To celebrate Monk’s 100th birthday, we’ve dug into the Paste Vault, which includes the archives of the Newport Jazz and Folk festivals, and emerged with his breathtaking performance at the 1959 Newport Jazz Festival. Monk appeared at George Wein’s festival a dozen times over the years before dropping off the jazz scene in the mid 1970s and entering into seclusion.

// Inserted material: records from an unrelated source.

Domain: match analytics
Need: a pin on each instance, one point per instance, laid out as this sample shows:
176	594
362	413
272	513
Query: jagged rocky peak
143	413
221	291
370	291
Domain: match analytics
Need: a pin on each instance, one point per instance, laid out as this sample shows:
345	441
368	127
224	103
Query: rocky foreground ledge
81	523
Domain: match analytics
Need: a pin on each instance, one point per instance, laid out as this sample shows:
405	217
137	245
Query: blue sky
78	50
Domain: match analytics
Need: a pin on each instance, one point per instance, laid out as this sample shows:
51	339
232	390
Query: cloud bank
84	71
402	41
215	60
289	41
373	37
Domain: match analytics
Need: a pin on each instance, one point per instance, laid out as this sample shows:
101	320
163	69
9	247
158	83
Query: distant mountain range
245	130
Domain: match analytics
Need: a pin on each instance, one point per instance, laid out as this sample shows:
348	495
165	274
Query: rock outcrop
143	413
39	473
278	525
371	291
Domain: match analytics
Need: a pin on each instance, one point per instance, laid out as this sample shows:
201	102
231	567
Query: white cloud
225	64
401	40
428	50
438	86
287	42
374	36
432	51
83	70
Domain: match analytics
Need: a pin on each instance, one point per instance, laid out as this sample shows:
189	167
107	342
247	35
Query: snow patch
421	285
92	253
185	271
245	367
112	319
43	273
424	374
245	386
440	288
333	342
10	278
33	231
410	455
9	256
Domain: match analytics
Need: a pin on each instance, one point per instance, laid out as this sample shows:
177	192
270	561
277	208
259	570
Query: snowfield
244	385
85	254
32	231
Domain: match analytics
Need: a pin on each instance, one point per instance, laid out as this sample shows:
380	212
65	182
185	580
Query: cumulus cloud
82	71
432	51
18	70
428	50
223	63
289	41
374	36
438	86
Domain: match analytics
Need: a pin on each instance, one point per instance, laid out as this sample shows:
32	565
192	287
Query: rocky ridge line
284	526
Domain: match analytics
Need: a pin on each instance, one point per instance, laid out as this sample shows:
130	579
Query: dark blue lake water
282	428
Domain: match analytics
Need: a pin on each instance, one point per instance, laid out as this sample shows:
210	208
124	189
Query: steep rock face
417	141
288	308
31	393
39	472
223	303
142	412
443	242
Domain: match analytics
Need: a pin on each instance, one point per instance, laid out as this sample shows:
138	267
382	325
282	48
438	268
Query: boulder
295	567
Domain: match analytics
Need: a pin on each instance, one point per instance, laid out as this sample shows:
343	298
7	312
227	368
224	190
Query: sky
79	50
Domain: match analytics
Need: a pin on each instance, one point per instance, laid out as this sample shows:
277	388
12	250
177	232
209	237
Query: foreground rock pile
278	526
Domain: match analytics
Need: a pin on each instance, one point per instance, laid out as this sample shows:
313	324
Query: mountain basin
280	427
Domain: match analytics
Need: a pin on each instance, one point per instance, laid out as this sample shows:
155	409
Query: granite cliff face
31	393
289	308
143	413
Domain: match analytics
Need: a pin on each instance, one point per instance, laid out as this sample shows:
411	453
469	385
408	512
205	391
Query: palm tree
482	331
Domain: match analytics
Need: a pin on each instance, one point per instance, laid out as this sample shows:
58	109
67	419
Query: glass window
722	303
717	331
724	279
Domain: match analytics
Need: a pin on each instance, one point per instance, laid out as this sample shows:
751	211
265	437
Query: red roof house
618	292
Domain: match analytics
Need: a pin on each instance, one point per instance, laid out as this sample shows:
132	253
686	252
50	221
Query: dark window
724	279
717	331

For this show, Monk was accompanied by his longtime tenor saxophonist, Charlie Rouse, and the rarely recorded rhythm tandem of bassist Sam Jones and drummer Art Taylor. Together, the trio swung sympathetically and brilliantly on Monk staples like “In Walked Bud” and “Well You Needn’t,” along with a rousing “Rhythm-a-ning” and an uncommonly sensitive “Crepuscule with Nellie.” This stellar performance came just four months after Monk’s celebrated Town Hall concert in New York, which featured ambitious tentet renditions of his music arranged by Hall Overton.

Monk opened his Newport set with a swinging rendition of “In Walked Bud,” a piece based on the chord progression of Irving Berlin’s “Blue Skies,” which Monk dedicated to his friend and fellow jazz pianist, Bud Powell. Rouse stretches out heroically on his tenor solo here, blowing soulfully phrased, robust tones with unbridled conviction for several choruses while drummer Taylor spurs him on with his slickly interactive, boppish swing.

Next up is the jaunty “Blue Monk,” one of Monk’s most frequently covered compositions. Monk and Rouse play as one through the quirky-playful head before the tenor player launches into his relaxed solo, which he delivers with rare eloquence on top of Monk’s spiky comping. Taylor’s capacity for cutting up the beat in slick, inventive ways while maintaining a swinging pulse enlivens the track. Monk’s solo here is a prime case of “less is more.”

“Crepuscule with Nellie,” a gorgeous melody Monk wrote for his wife in 1957, opens with some stirring unaccompanied piano before the full band enters for a patient, expressive treatment of this brief but beautiful number.

“Well You Needn’t,” an off-kilter piece that marries dissonance and swing, is given a hip treatment, courtesy of Taylor’s inimitable syncopation on the kit. Monk’s piano solo here is particularly unpredictable and arresting.

The set closes on an energetic note with another of Monk’s signature pieces, “Rhythm-a-ning,” a typically quirky number based on the chord changes to George Gershwin’s 1930 composition “I Got Rhythm.” Monk’s demonstrative comping adds an edge to the proceedings, while his solo is strictly subversive. Rouse takes his time and blows effortlessly over the changes on his graceful solo and Taylor imbues the track with a supreme sense of swing on the kit, culminating a most exhilarating set by a true jazz legend.